I watched him as he looked for me. Like a man on his wedding day: anxious, excited, but still wondering, “will she show up?”
It’s such a lie. It’s such a fucking lie.
In my most desperate moments I often turn to my journal to process and understand exactly what’s going on. Physically writing something down, as opposed to typing or yelling, takes a lot more time. Your hand can’t keep up with your brain. You have to be precise with what you say and it’s harder to word vomit all over a page. As a result, the story on the page ends up being a more polished version of what’s happening. You embed meaning in whatever situation you encounter.
My life is a beautifully empty question mark. It’s not too late for anything, if I wanted to be a doctor that could still happen. I don’t want to be a doctor.
Case in point, I think I wrote the above quote after failing a biology test and thinking about an ex. But, that’s not what I’m going to remember.
Something about being dunk-tank wet in your work clothes is amusing.
I write down my happiest moments too—those moments that already had so much meaning and too much raw emotion. They would’ve lived on in my memory but having them written down makes them concrete. I remember small details about my happiest days and recreate them in my mind. The day is remembered as the beautiful story I write down and I forget that I also had to wake up early that morning, go to class, and put up with the incessant obligations that come with life.
I remember the day well because a man with an upturned mustache poured me coffee that tasted like cigarettes and our knees touched under the small table while you laughed at me as I turned in an assignment late.
I appreciate more about my life by writing it down. Once you become a writer, which I am hesitant to even call myself, your perception of the world changes. I observe more, I analyze more. Truthfully, I think of the people in my life as characters in their own respect. I like to figure them out, recognize their own narrative. I draw lines between events and people and knit them into one fabulous story that becomes my life. I bask in the significance of small wonderments, like a mind-blowing Bossier submission, a hard-earned A, or a night in with friends, because I think about how I would write it, how I would tell the story.
It was one part of my life that was straight out of a movie. There was nothing in that scene that was real, it was all magic.

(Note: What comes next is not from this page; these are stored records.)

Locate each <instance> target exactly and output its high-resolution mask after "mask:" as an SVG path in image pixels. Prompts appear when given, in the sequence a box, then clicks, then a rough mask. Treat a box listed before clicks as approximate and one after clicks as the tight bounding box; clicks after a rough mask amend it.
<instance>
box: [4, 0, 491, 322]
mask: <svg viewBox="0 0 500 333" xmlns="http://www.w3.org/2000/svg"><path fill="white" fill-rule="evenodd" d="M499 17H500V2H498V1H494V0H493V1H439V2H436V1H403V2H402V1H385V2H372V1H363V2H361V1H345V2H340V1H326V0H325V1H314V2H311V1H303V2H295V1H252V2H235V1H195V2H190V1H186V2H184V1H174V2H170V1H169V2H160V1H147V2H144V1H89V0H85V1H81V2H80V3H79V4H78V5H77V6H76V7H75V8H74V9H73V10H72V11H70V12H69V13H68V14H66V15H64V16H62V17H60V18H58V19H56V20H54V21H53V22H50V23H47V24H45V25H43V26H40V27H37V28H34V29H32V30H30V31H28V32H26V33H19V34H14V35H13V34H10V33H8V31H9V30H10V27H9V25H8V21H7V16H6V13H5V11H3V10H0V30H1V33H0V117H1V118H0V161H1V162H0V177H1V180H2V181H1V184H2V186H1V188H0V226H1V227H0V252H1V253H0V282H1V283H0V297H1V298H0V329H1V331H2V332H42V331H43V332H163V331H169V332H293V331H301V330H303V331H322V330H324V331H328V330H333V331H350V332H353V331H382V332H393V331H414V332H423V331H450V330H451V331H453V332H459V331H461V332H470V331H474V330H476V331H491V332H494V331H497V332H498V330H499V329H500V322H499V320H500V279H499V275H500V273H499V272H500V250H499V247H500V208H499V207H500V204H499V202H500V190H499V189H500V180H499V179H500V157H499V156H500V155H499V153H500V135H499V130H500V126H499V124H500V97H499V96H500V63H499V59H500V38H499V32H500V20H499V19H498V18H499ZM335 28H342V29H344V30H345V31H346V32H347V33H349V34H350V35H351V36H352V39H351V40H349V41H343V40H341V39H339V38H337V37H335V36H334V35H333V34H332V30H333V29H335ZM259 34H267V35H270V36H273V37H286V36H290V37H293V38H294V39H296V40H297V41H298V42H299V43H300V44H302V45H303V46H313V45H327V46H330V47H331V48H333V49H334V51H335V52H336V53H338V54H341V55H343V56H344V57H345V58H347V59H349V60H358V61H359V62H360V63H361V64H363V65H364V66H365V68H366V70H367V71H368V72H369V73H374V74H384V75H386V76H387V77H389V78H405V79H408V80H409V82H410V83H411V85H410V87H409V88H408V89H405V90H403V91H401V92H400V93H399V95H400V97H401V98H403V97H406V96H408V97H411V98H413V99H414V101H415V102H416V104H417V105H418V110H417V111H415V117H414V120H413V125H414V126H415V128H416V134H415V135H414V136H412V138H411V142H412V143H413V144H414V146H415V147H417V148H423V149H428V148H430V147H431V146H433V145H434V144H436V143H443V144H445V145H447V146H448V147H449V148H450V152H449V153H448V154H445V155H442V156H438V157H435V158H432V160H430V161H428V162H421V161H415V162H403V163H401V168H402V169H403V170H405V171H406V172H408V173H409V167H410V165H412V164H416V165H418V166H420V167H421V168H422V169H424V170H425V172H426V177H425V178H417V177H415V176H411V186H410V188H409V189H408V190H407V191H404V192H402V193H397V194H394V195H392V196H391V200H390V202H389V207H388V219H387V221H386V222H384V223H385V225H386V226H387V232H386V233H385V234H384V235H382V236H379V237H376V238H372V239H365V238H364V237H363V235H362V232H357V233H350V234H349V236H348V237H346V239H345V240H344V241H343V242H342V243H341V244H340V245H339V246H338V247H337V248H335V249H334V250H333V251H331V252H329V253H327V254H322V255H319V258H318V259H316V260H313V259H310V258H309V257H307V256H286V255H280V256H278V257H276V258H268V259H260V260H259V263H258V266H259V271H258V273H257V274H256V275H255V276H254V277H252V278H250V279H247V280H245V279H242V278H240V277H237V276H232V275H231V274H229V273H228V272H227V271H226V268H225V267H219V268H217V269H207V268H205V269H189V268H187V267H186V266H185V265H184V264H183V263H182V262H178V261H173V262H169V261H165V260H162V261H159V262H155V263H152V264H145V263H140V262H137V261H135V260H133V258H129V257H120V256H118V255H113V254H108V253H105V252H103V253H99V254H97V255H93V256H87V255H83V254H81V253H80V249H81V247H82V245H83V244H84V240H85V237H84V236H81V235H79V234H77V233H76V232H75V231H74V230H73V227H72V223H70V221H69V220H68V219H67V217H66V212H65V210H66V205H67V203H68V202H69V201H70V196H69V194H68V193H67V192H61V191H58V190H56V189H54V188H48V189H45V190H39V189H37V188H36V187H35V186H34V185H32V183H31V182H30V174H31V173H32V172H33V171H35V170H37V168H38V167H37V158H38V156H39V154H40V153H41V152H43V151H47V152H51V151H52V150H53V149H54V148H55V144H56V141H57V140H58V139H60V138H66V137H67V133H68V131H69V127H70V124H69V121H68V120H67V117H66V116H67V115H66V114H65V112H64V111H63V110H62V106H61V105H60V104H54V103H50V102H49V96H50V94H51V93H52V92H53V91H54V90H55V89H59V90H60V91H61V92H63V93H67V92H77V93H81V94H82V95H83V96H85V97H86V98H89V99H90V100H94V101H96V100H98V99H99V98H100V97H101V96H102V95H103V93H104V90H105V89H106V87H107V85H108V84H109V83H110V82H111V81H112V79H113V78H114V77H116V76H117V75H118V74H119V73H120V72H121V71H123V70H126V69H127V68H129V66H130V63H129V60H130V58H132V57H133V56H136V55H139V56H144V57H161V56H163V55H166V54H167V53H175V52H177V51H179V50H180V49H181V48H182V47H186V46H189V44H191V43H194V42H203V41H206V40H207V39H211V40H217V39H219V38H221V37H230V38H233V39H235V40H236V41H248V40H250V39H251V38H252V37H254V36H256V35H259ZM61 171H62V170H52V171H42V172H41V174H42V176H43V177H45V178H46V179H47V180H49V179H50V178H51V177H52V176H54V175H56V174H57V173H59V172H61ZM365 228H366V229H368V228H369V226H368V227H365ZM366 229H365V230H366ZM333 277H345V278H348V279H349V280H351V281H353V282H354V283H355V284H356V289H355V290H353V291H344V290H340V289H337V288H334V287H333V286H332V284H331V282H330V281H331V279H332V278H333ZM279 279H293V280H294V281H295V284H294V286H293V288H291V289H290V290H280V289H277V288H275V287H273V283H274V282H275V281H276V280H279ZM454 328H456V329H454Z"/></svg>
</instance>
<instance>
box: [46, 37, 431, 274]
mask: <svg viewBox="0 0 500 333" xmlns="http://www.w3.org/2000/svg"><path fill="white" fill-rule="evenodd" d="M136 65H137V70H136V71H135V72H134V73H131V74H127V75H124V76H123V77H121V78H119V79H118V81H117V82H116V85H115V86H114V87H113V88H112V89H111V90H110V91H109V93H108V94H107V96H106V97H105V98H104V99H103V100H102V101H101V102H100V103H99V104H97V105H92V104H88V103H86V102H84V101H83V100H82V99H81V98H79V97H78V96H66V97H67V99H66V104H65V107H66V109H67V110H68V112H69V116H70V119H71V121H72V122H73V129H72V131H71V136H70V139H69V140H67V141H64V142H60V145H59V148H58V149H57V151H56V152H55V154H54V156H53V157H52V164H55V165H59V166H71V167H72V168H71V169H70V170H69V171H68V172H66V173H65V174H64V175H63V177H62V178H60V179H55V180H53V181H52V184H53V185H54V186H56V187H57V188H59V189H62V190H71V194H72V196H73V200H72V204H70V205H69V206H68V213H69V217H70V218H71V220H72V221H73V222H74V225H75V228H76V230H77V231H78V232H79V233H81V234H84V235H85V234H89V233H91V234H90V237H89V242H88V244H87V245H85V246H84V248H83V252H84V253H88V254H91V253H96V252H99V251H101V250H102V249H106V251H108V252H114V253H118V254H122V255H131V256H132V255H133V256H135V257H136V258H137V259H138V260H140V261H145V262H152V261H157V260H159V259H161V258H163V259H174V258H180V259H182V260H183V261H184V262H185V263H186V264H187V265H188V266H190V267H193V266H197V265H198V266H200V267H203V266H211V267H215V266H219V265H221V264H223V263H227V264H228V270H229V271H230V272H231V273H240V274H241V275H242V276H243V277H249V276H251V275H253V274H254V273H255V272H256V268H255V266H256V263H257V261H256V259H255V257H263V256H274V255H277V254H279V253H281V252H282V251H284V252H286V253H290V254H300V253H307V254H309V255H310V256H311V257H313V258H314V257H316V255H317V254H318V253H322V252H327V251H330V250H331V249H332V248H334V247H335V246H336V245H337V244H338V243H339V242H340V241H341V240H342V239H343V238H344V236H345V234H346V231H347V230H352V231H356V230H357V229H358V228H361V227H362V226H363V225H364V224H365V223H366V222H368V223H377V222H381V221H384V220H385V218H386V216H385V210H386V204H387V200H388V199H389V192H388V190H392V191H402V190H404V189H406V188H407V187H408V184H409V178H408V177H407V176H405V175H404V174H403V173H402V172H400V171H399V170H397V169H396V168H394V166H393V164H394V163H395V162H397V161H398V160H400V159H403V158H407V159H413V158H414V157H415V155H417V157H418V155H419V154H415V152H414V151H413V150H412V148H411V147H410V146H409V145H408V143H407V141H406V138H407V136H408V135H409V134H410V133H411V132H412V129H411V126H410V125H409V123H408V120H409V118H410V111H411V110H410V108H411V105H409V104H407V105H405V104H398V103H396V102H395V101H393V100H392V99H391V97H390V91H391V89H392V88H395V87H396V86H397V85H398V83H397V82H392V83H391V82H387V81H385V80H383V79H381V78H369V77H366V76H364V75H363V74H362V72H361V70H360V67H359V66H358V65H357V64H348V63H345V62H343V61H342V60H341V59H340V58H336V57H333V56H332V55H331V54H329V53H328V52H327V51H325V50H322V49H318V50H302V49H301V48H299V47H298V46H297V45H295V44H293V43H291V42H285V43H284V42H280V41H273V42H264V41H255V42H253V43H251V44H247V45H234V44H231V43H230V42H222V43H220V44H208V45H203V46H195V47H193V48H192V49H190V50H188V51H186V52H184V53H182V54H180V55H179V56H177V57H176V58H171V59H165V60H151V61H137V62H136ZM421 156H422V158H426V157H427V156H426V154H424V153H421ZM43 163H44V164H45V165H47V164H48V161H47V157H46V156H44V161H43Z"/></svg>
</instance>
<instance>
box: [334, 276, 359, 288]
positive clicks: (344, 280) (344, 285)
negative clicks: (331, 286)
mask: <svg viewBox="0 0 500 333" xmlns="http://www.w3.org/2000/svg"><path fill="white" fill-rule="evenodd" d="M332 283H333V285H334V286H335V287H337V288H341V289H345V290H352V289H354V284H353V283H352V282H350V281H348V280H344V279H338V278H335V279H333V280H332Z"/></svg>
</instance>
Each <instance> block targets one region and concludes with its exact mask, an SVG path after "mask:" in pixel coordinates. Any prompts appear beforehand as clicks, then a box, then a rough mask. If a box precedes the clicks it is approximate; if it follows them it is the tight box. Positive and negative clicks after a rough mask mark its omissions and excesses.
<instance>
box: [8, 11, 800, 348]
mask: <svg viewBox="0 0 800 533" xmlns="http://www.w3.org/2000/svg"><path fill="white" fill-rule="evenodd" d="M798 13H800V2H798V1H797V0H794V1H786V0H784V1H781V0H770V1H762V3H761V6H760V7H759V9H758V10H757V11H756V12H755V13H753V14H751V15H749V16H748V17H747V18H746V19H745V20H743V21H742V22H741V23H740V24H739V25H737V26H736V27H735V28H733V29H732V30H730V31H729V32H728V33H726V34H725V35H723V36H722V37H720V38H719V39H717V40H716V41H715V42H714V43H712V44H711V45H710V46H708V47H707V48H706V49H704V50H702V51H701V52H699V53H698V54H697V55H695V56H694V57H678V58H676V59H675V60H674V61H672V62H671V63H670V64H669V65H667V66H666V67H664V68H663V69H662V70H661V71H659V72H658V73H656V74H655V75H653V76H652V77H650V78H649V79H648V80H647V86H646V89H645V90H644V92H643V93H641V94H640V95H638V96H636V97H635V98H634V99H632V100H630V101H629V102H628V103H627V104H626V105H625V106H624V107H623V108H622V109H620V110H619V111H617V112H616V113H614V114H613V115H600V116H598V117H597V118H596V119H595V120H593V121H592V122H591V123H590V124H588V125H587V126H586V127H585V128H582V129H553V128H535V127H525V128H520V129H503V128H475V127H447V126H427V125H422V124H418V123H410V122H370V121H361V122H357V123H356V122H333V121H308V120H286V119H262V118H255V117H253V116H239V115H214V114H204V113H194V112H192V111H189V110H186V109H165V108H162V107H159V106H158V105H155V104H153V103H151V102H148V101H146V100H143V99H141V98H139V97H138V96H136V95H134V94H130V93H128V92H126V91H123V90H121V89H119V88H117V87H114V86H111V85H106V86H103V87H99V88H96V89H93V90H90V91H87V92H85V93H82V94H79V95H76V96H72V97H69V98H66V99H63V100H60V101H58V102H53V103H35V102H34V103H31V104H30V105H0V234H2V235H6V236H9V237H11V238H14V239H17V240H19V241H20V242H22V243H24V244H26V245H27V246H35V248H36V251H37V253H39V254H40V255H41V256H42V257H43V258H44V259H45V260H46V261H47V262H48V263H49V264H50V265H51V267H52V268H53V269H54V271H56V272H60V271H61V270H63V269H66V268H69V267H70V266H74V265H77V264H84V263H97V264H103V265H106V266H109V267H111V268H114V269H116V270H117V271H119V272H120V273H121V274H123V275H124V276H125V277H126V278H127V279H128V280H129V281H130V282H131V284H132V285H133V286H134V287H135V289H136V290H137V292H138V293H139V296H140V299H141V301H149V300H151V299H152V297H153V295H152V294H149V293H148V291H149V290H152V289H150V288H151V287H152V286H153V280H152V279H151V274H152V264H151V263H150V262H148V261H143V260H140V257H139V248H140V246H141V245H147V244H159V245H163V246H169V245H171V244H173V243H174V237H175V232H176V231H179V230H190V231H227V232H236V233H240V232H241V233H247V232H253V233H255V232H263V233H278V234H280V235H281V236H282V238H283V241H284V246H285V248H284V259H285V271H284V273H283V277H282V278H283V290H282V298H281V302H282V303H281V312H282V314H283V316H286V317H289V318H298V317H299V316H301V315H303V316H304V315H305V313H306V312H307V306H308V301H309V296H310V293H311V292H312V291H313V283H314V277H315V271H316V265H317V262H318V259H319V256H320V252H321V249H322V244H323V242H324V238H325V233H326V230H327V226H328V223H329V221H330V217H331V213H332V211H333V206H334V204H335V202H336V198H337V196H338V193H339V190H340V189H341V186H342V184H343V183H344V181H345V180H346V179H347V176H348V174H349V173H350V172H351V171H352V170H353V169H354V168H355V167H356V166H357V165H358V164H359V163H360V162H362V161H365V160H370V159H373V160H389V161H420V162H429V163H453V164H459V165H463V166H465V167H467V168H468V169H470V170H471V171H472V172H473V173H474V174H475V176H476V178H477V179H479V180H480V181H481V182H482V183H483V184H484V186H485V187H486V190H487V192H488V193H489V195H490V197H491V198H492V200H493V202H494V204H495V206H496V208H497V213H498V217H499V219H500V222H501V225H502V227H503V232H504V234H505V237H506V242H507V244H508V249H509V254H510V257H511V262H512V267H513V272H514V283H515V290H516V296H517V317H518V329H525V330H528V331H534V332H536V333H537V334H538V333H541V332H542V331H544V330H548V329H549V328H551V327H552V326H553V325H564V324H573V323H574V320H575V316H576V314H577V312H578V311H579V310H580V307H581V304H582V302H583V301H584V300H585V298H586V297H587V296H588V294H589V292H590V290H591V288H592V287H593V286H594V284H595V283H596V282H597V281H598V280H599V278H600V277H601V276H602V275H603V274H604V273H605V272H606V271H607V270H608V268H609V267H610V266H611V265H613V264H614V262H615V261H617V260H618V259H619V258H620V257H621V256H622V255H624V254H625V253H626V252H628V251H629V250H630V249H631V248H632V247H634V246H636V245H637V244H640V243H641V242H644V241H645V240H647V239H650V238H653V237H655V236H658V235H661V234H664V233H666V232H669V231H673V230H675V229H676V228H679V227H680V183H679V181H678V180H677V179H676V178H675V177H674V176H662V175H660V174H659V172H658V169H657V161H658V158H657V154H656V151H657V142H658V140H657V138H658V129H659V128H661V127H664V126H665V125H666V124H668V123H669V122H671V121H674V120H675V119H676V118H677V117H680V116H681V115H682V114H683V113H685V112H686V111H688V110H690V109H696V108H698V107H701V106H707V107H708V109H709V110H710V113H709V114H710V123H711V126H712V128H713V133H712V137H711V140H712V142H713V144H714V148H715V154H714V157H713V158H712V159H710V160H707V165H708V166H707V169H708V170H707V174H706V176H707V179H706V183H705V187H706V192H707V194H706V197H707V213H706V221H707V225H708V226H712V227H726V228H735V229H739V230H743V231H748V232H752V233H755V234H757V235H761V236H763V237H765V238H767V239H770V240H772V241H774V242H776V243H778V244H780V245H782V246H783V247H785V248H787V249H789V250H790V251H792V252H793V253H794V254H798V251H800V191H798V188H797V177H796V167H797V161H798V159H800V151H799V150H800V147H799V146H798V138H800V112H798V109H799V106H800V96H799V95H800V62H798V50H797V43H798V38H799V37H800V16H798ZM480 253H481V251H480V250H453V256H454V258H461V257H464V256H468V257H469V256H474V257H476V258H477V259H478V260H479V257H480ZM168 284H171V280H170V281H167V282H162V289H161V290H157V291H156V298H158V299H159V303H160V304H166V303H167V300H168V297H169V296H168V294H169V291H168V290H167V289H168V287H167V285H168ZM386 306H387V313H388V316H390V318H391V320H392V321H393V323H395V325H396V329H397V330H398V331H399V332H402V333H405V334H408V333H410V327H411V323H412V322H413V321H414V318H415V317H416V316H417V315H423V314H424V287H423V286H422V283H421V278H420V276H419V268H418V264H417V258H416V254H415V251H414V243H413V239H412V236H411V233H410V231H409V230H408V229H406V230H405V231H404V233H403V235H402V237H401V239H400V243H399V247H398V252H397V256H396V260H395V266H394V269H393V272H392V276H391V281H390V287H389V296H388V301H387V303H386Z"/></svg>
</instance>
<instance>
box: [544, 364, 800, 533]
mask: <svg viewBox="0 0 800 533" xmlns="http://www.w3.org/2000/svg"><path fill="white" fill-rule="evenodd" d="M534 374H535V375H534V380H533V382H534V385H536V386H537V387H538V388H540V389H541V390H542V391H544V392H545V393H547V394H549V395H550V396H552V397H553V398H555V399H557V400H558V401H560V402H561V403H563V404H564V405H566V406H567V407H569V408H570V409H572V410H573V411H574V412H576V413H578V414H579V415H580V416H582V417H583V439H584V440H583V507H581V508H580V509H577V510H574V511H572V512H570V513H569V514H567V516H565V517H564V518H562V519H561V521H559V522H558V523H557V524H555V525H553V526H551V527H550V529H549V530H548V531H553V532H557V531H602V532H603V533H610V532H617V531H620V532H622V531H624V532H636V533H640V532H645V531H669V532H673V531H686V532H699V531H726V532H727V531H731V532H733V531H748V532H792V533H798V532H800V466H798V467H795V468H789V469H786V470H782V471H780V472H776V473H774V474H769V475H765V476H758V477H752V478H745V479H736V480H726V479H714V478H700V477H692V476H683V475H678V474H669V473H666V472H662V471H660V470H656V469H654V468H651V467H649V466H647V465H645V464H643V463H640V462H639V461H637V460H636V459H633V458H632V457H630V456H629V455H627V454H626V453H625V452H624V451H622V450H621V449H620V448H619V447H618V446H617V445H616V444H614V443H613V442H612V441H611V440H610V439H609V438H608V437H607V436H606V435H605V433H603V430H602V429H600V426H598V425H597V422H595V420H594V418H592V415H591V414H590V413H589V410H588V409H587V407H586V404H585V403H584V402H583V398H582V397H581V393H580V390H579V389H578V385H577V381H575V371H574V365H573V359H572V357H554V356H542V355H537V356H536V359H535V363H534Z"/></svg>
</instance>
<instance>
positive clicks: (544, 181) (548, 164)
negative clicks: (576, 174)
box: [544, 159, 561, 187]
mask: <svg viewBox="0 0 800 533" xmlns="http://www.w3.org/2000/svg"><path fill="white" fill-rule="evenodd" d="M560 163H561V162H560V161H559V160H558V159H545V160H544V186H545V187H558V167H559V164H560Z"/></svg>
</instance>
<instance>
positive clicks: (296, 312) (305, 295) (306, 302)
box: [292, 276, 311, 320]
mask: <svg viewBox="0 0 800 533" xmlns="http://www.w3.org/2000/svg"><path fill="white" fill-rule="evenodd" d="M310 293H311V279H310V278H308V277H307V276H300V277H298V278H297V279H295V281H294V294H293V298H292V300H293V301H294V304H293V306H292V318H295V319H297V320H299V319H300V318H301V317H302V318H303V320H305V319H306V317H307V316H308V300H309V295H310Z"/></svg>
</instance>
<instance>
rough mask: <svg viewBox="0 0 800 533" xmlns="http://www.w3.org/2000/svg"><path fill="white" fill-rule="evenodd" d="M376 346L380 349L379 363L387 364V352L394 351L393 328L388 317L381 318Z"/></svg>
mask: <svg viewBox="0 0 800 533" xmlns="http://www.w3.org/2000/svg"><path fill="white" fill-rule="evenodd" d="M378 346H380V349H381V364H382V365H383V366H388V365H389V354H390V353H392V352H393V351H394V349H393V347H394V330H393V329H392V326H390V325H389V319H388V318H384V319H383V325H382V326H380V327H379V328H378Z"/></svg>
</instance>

Recently, I’ve been thinking a lot about what living a meaningful life entails. We’re living in a precarious time. We inhabit a bubble of a campus that dictates rules I don’t know how to follow. We spend more time looking at our screens than at each other and I’ve encountered more personal problems in the past month than I have in the past 19 years. All I know is that writing has helped me with all of it and the stories I have to tell right now are some of my best.
I wonder what we’re all doing here.
Am I, in some ways am living a lie? I’m not sure, but I don’t think so. Joan Didion says, “We tell ourselves stories in order to live.” That is probably much closer to the truth.